На допросах я неизменно повторял одну версию: меня, затравленного беспризорника, везли на работу в Германию, по дороге я отстал от эшелона. Следователи спрашивали: «Как? Разве эшелон не охранялся?» Отвечал, что на одной из станций, когда часовой отвлекся, я выскочил из вагона и побежал искать воду, потому что ее нам не давали, а меня мучила жажда. Не успел напиться, как поезд тронулся. Мол, боялся, что, если сдамся властям, меня будут бить. Вот и попрошайничал, пока меня не задержали.

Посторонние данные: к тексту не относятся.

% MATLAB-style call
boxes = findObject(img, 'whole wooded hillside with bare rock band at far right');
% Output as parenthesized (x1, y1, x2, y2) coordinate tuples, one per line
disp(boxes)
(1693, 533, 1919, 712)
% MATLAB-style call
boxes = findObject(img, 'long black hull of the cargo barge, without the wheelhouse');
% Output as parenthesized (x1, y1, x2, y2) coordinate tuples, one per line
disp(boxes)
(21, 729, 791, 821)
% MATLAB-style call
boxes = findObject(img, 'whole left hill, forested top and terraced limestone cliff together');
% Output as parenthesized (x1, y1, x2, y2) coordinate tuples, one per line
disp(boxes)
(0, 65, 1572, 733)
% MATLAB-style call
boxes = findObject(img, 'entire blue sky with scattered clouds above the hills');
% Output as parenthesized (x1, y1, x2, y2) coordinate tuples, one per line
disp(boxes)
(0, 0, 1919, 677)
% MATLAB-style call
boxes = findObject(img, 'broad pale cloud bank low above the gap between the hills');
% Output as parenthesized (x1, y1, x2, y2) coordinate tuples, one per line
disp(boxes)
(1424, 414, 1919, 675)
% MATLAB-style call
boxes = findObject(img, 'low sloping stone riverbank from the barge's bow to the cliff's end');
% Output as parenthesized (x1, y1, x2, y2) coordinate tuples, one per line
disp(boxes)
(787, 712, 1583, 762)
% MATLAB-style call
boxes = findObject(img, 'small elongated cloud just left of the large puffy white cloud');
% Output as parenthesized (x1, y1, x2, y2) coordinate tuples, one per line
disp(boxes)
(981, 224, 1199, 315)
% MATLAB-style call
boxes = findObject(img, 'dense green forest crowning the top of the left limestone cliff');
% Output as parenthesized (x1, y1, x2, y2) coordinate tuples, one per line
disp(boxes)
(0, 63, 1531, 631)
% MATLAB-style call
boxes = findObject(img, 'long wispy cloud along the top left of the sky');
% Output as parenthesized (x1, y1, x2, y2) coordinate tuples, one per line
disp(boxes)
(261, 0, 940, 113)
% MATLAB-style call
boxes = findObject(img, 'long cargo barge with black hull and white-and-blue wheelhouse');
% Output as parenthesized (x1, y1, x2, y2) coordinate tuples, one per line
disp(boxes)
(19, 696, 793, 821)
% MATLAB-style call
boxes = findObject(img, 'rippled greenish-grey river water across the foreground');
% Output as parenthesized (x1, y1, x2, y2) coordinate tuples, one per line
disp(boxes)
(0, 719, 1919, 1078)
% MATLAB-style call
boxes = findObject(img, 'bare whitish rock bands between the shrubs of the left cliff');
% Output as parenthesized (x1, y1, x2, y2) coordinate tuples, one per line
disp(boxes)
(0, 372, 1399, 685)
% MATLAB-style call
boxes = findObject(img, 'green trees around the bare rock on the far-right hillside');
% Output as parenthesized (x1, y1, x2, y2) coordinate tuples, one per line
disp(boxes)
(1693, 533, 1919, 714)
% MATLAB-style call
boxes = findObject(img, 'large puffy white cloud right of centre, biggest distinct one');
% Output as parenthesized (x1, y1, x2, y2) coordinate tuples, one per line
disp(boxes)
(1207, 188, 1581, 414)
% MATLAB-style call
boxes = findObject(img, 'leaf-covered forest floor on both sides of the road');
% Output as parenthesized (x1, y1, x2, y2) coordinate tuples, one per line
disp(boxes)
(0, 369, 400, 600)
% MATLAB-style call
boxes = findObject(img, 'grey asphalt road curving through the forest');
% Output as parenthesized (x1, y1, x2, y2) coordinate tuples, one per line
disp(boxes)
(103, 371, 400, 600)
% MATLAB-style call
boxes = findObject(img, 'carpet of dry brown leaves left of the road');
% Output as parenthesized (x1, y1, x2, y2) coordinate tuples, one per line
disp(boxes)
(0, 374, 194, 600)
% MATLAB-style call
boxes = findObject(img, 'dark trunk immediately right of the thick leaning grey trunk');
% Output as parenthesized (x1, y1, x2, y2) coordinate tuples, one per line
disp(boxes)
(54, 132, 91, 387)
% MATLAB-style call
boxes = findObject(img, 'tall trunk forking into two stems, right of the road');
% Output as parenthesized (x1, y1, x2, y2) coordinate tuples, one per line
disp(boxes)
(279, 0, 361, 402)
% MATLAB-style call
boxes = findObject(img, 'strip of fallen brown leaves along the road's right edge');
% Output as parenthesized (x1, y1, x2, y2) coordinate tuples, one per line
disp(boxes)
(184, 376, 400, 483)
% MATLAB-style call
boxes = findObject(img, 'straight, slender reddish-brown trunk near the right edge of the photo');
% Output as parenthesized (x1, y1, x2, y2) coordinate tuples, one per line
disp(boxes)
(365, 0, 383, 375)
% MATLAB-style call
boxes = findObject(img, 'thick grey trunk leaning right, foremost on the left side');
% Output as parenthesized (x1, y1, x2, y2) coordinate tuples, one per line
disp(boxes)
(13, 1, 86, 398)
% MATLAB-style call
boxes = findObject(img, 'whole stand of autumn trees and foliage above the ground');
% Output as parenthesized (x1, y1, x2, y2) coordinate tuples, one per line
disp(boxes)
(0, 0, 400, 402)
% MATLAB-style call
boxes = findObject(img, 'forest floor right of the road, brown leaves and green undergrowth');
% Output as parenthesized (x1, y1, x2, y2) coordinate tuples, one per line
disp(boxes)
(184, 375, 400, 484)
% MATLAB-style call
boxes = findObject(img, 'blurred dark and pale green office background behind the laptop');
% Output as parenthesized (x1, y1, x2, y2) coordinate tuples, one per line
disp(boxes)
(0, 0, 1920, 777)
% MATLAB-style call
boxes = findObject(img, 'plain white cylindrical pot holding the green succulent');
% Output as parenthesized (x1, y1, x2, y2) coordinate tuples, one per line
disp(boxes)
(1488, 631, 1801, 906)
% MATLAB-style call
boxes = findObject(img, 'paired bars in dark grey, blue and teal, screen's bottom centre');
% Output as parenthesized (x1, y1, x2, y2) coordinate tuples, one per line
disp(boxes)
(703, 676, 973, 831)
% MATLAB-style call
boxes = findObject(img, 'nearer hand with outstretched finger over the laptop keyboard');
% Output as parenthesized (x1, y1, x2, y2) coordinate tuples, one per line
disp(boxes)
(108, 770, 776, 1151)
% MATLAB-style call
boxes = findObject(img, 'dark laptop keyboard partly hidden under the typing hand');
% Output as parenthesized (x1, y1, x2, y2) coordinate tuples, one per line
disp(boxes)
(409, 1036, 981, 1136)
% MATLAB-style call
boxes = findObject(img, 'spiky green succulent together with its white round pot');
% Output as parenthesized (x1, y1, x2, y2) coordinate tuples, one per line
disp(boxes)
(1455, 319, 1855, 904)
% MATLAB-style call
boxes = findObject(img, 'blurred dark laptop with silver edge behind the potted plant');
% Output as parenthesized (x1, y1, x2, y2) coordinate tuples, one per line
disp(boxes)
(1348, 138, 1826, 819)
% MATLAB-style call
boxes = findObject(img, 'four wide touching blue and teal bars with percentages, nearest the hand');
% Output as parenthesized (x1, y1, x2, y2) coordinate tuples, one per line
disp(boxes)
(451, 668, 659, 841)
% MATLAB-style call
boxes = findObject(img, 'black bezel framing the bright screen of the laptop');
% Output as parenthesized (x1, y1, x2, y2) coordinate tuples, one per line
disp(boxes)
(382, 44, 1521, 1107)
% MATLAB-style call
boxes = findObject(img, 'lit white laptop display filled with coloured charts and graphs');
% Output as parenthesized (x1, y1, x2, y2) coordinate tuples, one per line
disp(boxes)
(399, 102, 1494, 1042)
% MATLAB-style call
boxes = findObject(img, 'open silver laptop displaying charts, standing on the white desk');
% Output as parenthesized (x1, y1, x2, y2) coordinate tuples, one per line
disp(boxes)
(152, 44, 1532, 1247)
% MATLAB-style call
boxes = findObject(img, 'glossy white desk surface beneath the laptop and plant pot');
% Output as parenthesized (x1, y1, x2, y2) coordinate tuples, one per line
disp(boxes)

Меня спасало то, что был маленьким, тощим, выглядел как 14-летний мальчишка. Каждый раз я называл придуманные имя и фамилию. Ловили меня далеко от места побега, так что мои версии было сложно проверить. Обычно через пару недель меня отсылали в ближайший концлагерь.

Последний побег кончился драматически. Я долго пробирался по территории оккупированной Польши, сам себя убеждал, что каждый шаг приближает меня к родине. Опух от голода, у меня начался страшный авитаминоз, куриная слепота (я почти ничего не видел, особенно в сумерках). Замечу, в какой стороне красный шар солнца садится — значит, там запад. На ощупь вхожу в темный лес и через два шага практически слепой. Руки вытягиваю, чтобы глаза не повредить ветками.

Однажды в темноте меня ударили прикладом по голове. Так я попал в гестаповское управление Кракова. Руководил им главный следователь Краус. Обычно палачей гестапо изображают недоумками, а Краус был полиглот, владеющий многими европейскими языками, чистюля — форма с иголочки, ногти отполированы и бесцветным лаком покрыты.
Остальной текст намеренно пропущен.